Architecture for a New World: Louis Kahn and Philadelphia
by Izzy Kornblatt (MDes ’19) — Recipient of the Design Studies Thesis Prize
This project reinterprets the architecture of Louis Kahn as expressing a particular experience of modernity rather than returning to an archaic past. Based upon extensive archival research and interviews, I argue that Kahn and his engineers, working in collaboration, derived a distinctive architecture from the ways of thought embedded in Philadelphia. I show the origins of Kahn’s method to be in the work of Frank Furness, passed on to Kahn by his mentor George Howe.

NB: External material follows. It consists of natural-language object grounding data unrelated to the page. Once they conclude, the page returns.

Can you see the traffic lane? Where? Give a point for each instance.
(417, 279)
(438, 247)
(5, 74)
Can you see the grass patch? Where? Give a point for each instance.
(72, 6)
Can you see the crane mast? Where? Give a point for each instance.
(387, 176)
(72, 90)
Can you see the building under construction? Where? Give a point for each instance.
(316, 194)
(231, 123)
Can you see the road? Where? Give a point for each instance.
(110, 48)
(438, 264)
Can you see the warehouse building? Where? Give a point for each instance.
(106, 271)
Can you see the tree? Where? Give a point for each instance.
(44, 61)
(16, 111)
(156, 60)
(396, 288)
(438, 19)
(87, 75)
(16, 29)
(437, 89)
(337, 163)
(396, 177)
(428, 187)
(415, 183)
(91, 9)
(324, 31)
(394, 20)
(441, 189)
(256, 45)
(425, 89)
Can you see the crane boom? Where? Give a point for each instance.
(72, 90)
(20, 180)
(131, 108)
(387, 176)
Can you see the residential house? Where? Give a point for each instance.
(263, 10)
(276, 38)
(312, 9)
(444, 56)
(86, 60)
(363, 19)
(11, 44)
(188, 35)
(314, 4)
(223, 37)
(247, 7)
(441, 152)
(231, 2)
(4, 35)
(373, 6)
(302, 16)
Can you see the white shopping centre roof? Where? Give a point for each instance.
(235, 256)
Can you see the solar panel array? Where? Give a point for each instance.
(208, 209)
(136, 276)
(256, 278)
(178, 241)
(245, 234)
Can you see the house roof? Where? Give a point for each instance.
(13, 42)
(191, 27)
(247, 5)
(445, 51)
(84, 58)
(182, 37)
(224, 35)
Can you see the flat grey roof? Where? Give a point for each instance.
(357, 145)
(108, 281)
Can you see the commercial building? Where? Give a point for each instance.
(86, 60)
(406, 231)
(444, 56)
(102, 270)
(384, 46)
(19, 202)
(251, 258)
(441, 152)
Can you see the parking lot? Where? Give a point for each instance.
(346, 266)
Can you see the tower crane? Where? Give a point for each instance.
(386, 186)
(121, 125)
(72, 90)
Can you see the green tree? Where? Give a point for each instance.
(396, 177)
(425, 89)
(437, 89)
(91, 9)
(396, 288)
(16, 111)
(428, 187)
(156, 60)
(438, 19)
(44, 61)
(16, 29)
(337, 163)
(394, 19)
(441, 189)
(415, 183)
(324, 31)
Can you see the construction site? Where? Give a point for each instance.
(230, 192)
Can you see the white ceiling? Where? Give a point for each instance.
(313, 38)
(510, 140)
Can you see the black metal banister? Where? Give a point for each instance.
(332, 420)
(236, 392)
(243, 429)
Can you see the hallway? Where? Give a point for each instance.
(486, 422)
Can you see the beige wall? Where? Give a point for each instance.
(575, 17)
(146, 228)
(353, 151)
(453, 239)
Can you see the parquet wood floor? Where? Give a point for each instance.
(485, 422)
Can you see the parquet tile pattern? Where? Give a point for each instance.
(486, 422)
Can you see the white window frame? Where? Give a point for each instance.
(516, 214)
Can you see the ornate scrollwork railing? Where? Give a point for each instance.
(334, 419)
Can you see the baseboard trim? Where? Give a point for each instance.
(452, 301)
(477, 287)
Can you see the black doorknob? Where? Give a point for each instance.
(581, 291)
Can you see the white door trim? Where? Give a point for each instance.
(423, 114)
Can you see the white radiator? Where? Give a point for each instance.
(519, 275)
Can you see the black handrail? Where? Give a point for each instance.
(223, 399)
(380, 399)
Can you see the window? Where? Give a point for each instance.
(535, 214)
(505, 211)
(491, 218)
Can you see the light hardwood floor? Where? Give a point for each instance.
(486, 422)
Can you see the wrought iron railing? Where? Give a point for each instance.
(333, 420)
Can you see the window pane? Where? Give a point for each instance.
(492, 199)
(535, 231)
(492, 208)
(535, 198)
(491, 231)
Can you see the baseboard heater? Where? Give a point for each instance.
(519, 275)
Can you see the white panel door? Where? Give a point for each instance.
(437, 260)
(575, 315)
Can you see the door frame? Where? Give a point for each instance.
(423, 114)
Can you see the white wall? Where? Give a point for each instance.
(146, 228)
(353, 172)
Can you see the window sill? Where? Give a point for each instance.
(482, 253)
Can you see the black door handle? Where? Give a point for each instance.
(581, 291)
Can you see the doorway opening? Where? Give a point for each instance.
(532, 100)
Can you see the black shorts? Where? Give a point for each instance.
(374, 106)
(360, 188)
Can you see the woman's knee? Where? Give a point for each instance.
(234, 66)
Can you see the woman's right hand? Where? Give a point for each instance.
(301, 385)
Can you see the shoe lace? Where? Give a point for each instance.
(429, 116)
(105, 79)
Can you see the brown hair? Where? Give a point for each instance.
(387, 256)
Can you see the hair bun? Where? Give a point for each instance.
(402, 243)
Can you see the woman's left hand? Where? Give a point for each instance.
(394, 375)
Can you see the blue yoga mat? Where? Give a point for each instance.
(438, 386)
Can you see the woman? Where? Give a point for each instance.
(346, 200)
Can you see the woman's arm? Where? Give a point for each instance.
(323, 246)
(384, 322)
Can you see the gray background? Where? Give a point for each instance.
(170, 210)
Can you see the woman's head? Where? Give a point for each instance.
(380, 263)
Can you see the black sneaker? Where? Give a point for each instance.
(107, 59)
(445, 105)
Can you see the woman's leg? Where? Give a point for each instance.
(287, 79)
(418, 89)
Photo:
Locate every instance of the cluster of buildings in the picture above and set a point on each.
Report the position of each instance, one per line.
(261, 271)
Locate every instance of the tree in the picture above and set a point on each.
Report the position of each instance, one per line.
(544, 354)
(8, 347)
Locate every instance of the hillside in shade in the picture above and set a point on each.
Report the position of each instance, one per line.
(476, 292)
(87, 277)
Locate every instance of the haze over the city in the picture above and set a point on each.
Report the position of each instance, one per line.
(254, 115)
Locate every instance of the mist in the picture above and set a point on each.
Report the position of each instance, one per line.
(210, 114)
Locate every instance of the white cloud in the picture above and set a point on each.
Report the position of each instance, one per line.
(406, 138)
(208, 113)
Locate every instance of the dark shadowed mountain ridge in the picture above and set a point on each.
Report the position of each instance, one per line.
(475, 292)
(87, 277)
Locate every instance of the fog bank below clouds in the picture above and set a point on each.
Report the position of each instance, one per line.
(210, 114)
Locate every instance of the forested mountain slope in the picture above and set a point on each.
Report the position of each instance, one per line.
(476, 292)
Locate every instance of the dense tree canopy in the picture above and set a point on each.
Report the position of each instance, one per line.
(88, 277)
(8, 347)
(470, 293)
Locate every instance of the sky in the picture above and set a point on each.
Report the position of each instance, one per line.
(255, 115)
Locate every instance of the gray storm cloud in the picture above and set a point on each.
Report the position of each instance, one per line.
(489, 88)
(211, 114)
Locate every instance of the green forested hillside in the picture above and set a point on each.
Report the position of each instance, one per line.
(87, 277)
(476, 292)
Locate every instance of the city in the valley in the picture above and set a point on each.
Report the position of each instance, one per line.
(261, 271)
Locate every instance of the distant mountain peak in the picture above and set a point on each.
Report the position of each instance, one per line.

From them Kahn inherited a commitment to an architecture of material and programmatic honesty—an architecture that against the abstraction of high modernism and formalism of the Beaux-Arts sought to reflect the conditions of contemporary life. Relying on the knowledge of his engineers, Kahn made that commitment concrete by integrating structure, building systems, and program into an architecture of clear and legible meaning.
In making this case, I question the major claims of present Kahn scholarship: that Kahn’s mature architecture derives from the study of ancient ruins, and that Kahn represents a turn toward French neoclassicism. I argue instead for a research-based view of Kahn that returns agency to his work while dismantling the cult of genius that too often surrounds him. Ultimately, I argue that the historical importance of his work lies in the new approach toward the architectural subject that it introduced in 20th-century architecture—thanks to its derivation of form from contemporary realities and insistent rejection of aestheticism.